俺の魔手羅が弦を無数に張った羽の形になり、振動音を発生させ始めた。
ノイズキャンセリングとかあったなぁって思ってさ。
ヤツの音とは逆の波の音を飛ばせば打ち消せるかなって思ったんだ。
どうやら上手くいったようだ。
光の中、蒸気が激しく揺れ動く場所がある。不意を突かれたので、慌てて後退しようとしている。そうはさせるか。
スライムボールを使ったもう一つの目的。
それは、襲撃者を捕らえる為だ。
遠隔起動《粘水捕縛》!!
切り離した魔手羅でも、魔力さえ込められていたら動かすことができることに気がついていた。魔奴ウゴーレムをシンプルな動きに特化させてみたって感じかな。特にスライム体術はシンプルで相性が良い。
それに、相手としては派手に吹き出した蒸気の方に気を取られ、器のスライムボールのことなど意識していなかっただろう。
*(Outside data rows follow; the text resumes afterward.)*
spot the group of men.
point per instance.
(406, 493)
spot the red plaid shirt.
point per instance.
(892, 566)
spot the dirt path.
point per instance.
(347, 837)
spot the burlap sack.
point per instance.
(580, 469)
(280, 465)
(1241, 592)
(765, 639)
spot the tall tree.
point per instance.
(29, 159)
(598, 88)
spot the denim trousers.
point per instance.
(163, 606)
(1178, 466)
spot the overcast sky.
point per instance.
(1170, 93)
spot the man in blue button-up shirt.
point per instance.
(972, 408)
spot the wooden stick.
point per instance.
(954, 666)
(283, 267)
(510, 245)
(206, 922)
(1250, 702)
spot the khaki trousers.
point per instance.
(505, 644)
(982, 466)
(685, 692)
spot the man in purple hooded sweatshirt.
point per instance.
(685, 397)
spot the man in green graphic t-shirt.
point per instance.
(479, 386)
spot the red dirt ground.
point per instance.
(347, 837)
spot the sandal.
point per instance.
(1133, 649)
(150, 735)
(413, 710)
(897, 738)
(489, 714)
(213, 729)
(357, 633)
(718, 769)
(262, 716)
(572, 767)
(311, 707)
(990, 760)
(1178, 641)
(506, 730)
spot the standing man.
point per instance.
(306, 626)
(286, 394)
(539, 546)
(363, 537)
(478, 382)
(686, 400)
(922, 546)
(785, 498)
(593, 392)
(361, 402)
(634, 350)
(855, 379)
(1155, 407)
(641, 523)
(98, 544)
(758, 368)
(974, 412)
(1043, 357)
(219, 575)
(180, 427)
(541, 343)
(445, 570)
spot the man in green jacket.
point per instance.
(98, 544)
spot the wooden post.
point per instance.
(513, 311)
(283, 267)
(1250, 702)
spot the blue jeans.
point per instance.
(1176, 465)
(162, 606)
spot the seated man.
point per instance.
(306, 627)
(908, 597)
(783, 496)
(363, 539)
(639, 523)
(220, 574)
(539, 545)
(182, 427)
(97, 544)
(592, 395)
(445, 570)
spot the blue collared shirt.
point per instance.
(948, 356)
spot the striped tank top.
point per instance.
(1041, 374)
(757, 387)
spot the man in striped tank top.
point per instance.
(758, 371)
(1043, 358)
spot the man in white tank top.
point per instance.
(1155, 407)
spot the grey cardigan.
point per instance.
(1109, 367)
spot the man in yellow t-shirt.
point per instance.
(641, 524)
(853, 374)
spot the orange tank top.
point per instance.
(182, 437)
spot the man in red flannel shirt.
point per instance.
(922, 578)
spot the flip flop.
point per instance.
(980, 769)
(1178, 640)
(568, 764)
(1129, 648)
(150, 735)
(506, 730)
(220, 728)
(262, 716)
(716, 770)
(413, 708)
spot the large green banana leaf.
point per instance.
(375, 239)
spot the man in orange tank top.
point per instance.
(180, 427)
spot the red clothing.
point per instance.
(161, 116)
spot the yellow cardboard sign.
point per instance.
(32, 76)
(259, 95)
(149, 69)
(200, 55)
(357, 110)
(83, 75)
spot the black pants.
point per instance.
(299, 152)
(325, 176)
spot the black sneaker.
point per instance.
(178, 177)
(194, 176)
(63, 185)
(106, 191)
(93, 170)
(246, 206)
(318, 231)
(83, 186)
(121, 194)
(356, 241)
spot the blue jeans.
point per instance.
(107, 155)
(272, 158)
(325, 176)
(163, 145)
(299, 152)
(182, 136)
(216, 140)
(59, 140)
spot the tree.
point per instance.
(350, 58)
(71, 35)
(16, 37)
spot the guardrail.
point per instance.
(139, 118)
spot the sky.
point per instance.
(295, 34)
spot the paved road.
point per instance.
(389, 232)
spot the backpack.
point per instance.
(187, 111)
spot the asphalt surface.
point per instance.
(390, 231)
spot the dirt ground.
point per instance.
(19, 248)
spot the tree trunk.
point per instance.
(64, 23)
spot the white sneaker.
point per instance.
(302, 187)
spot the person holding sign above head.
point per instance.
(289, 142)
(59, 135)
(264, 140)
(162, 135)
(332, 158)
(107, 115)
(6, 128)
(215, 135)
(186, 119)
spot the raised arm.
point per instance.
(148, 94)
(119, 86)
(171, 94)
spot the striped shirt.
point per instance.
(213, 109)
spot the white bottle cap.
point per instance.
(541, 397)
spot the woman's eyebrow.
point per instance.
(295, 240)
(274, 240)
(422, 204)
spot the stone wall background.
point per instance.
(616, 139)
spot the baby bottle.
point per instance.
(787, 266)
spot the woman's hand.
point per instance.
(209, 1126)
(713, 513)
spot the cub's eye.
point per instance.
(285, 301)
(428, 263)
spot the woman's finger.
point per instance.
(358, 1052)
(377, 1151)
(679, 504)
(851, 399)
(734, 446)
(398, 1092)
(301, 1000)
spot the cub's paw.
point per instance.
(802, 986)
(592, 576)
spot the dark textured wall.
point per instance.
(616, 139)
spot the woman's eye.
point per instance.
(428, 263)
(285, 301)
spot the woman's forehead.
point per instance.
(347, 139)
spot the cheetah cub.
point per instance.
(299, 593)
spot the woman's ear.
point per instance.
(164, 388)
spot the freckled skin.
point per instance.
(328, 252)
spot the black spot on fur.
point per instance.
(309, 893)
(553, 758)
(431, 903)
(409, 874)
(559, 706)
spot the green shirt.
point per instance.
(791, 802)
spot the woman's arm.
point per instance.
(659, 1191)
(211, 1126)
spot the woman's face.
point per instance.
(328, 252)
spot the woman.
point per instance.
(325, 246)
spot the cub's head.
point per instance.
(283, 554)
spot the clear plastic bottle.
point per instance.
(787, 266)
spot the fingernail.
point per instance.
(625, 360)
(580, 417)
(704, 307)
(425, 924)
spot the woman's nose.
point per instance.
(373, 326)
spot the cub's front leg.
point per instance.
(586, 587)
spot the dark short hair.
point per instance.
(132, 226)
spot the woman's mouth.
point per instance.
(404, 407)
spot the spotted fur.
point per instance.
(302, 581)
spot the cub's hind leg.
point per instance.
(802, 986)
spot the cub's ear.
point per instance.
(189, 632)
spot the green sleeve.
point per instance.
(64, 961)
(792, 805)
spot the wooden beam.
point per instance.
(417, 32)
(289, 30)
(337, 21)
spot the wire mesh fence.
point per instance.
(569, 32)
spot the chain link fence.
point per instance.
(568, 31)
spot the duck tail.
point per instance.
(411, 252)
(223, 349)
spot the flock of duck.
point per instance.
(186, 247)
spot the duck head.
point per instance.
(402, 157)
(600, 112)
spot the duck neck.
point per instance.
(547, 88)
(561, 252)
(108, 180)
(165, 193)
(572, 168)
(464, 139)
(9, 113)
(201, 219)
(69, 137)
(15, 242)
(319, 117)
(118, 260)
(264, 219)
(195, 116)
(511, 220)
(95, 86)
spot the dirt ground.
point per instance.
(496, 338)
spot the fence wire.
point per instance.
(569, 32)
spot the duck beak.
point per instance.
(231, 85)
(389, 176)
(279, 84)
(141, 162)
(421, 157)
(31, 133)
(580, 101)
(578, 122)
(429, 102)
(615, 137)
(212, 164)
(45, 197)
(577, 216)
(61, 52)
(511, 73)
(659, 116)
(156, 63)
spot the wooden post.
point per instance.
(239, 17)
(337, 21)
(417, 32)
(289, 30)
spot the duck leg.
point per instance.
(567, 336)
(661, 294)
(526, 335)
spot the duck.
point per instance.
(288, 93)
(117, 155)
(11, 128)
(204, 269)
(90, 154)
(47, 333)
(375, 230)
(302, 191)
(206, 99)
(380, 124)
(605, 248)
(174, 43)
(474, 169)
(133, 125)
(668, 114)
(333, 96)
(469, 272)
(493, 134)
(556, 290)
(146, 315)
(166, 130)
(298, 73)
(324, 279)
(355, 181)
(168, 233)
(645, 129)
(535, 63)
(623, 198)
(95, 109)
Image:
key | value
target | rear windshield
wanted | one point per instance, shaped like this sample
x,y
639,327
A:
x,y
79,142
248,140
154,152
複数のスライム触手が一見すると何もない虚空に絡みつく。
「なっ!?」
驚きの声と共に襲撃者の姿が次第に露わになっていく。
女だ。
腰の辺りにセイレーン特有の一対の羽のようなモノが生えている。
そして豊かな金髪に尖った耳……
「やっぱり君だっんだな」
スライムの触手に拘束された彼女はなす術もなく俺のことを睨みつけている。
「イーティスちゃん」
北方四将フェムートの部下、ハイエルフの彼女こそが謎のセイレーンの正体だったんだ。